Personal information
- Nationality: British
- Born: 18 May 1986 (age 40) Rochdale, Greater Manchester, England
- Height: 5 ft 6+1⁄2 in (169 cm)
- Weight: Super-bantamweight; Featherweight;

Boxing career
- Stance: Orthodox

Boxing record
- Total fights: 36
- Wins: 29
- Win by KO: 13
- Losses: 5
- Draws: 2

= Ryan Walsh =

English boxer (born 1986)

Ryan Walsh (born 18 May 1986) is an English professional boxer.

== Personal life ==
Ryan's twin brother Liam and older brother Michael are also professional boxers, and in 2015 Ryan and Liam became the first twins to hold British titles at the same time.

==Professional career==
Raised in Rochdale and based in Cromer, Norfolk, Walsh made his professional debut on 2 February 2008 with a first-round knockout of Riaz Durgahed. By April 2011 he had won his first twelve fights, and on 21 October scored a unanimous decision (UD) over Liam Richards to win the English super-bantamweight title.

In October 2013, Walsh challenged Lee Selby for the British and Commonwealth featherweight titles. The fight went the full twelve-round distance, with Selby winning a clear UD to hand Walsh his first loss. Two years later, on 26 September 2015, Walsh faced Samir Mouneimne for the now-vacant British featherweight title. The fight went the distance, with Walsh scoring a split decision to become British champion.

Walsh was set to make his first defence of the title in January 2016 against Ryan Doyle, but instead faced the undefeated Darren Traynor, stopping the challenger in five rounds.
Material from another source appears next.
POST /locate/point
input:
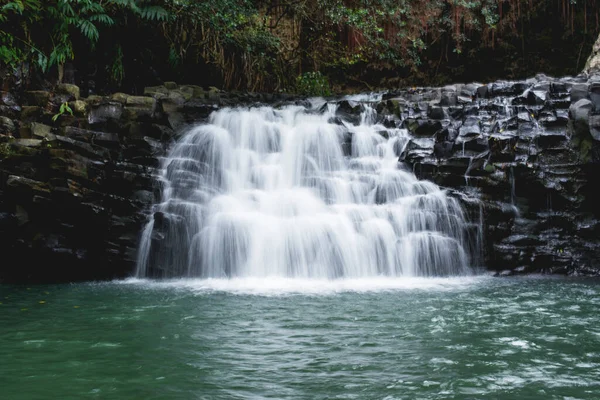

On 28 June 2019, Walsh defended his British featherweight belt against Lewis Paulin. The fight was considered a significant step up in quality for Paulin. Walsh was the better man for most of the fight, although Paulin had a couple of rounds where he boxed well and took the fight to Walsh. In the end, two judges scored the fight in favor of Walsh, 117-111 and 115–114, while the third judge gave the fight 115–113 to Paulin, thus awarding the split-decision victory to Walsh to retain his British featherweight belt.

In his next fight, Walsh fought Harion Socarras as a part of the quarter-final of The Golden Contract featherweight tournament. After a close start, a brawl started in the fifth round, in which Walsh managed to score a knockdown over Socarras. In the ninth round, Walsh sent Socarras to the ropes with a flurry of shots, which prompted the referee to stop the fight.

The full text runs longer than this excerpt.